La sélection féminine guinéenne U18 dispute depuis ce mercredi le Championnat du monde de handball en Roumanie après une préparation marquée par d’importantes difficultés. Privées de leur gymnase, détruit au Stade du 28-Septembre, les jeunes Guinéennes ont été contraintes de s’entraîner sur le bitume, dans des conditions loin des standards internationaux.
À quelques jours de leur entrée en lice, les championnes du monde de l’IHF Trophy 2026 ont multiplié les séances sur une chaussée en goudron, sans revêtement adapté ni tracé réglementaire. Une situation qui a profondément perturbé leur préparation et obligé le staff technique à revoir son programme. Le directeur technique national de la Fédération guinéenne de handball, Bakary Kaba, regrette une situation qui compromet les ambitions de l’équipe. Il explique que la destruction du gymnase, apprise alors que la délégation se trouvait en Chine, a constitué un véritable choc pour les joueuses. Selon lui, l’adaptation entre un revêtement Teraflex et le goudron est considérable et a compliqué le travail de préparation.

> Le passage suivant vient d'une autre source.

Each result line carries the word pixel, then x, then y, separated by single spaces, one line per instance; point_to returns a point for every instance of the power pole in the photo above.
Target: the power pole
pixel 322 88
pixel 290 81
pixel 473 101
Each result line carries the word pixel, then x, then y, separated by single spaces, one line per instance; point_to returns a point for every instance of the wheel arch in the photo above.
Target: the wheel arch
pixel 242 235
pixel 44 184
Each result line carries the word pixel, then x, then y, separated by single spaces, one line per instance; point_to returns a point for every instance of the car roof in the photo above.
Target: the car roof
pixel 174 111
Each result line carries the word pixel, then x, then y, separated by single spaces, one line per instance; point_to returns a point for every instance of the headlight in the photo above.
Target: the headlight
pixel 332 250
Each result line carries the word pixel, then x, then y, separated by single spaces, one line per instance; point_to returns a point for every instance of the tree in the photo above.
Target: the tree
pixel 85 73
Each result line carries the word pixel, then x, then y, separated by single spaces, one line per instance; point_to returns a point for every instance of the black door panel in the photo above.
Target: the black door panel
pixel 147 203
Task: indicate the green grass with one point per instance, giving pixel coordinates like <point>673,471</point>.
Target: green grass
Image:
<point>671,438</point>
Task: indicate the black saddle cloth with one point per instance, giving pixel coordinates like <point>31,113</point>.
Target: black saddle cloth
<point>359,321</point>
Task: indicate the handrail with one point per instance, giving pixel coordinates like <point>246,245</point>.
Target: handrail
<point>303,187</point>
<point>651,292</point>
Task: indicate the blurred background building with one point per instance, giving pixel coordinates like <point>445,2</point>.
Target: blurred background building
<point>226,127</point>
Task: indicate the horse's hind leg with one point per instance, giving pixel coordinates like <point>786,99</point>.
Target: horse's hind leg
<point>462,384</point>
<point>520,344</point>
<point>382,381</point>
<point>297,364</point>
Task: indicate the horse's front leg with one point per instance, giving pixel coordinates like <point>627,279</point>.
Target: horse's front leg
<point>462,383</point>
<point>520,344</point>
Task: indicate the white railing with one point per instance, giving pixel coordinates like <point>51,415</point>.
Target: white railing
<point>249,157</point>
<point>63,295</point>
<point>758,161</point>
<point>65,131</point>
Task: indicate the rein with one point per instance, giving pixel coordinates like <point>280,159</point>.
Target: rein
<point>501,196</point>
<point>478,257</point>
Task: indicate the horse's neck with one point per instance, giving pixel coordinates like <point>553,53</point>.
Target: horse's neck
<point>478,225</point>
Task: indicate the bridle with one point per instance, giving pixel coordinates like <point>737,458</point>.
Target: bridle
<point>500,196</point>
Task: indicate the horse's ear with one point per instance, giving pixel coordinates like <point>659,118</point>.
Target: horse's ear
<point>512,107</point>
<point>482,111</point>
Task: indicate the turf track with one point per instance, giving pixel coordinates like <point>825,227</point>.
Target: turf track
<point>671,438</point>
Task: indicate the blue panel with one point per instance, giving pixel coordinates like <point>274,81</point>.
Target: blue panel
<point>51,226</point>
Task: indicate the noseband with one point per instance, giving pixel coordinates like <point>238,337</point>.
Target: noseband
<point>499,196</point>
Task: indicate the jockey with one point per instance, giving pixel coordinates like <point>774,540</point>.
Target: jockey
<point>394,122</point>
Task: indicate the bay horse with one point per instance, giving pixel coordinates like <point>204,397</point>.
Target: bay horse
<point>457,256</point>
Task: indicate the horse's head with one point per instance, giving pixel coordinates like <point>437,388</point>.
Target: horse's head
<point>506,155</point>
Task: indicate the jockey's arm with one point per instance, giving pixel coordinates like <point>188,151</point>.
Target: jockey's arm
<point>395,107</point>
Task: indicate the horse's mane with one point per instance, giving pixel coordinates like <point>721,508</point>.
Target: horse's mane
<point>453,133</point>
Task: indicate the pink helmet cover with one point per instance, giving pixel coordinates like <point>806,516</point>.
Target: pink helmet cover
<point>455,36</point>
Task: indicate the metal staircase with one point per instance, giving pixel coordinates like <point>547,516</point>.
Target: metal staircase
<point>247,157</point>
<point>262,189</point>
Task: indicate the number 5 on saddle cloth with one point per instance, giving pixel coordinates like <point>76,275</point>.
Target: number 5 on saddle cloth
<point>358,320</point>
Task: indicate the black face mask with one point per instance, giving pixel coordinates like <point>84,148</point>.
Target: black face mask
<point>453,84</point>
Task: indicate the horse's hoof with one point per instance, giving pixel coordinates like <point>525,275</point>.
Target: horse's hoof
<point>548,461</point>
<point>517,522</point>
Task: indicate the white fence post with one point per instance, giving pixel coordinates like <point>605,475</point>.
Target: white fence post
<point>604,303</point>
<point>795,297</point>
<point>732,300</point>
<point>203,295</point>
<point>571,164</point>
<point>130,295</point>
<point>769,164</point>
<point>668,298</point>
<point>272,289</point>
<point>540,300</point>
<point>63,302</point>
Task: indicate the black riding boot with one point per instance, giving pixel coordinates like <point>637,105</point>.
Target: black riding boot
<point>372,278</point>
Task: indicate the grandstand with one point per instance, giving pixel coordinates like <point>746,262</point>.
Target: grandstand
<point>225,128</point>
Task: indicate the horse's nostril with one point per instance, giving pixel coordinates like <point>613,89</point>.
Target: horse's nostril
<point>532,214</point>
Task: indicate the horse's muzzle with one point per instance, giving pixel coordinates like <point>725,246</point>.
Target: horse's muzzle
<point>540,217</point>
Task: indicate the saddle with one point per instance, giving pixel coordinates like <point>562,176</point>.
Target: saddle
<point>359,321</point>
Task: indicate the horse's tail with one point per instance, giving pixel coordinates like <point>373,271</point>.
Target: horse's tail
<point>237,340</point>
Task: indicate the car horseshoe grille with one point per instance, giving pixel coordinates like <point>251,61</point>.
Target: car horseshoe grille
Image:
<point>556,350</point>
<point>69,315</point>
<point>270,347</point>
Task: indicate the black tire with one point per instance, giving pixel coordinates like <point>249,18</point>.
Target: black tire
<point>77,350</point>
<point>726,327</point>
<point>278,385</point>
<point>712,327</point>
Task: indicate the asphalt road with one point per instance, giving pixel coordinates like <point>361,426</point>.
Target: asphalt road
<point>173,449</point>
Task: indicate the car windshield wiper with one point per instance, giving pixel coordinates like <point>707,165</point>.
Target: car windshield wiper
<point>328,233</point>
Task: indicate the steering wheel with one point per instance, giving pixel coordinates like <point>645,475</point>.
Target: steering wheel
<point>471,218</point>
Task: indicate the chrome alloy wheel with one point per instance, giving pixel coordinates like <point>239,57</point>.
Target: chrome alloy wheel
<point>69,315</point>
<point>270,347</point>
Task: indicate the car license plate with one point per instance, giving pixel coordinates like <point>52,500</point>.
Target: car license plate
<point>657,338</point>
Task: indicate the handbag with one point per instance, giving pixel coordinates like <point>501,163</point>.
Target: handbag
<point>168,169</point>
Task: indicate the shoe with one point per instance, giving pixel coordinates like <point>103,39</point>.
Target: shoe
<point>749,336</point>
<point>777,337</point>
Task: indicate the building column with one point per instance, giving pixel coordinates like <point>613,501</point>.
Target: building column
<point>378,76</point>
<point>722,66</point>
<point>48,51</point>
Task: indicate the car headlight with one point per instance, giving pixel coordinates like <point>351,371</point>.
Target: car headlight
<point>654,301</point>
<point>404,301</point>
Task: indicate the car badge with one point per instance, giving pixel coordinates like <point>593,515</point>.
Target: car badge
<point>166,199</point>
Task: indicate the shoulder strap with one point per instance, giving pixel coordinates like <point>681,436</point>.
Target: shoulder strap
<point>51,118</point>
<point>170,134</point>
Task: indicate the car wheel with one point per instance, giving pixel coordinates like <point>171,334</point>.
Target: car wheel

Même constat pour la sélectionneure Clémentine Mara, qui souligne avoir dû adapter les entraînements aux contraintes imposées par le manque d’infrastructures et la saison des pluies. Les risques de blessures ont également augmenté, comme l’a confirmé la joueuse Fatou Kéita, évoquant des douleurs récurrentes chez certaines de ses coéquipières malgré les précautions prises par le staff. Pour offrir de meilleures conditions de travail à son équipe avant le départ pour la Roumanie, la Fédération guinéenne a bénéficié du soutien de son homologue sénégalaise. Un stage d’une semaine a ainsi été organisé à Dakar, où les joueuses ont pu retrouver une salle d’entraînement avant de rejoindre la compétition.
Malgré cette préparation perturbée, la Guinée entend défendre ses ambitions. Sacrée championne du monde de l’IHF Trophy chez les cadettes et les juniors en 2026, elle devra toutefois relever un immense défi face à des nations comme l’Espagne et l’Allemagne, références mondiales de la discipline. Les Guinéennes espèrent désormais que leur résilience compensera les difficultés rencontrées en amont du tournoi.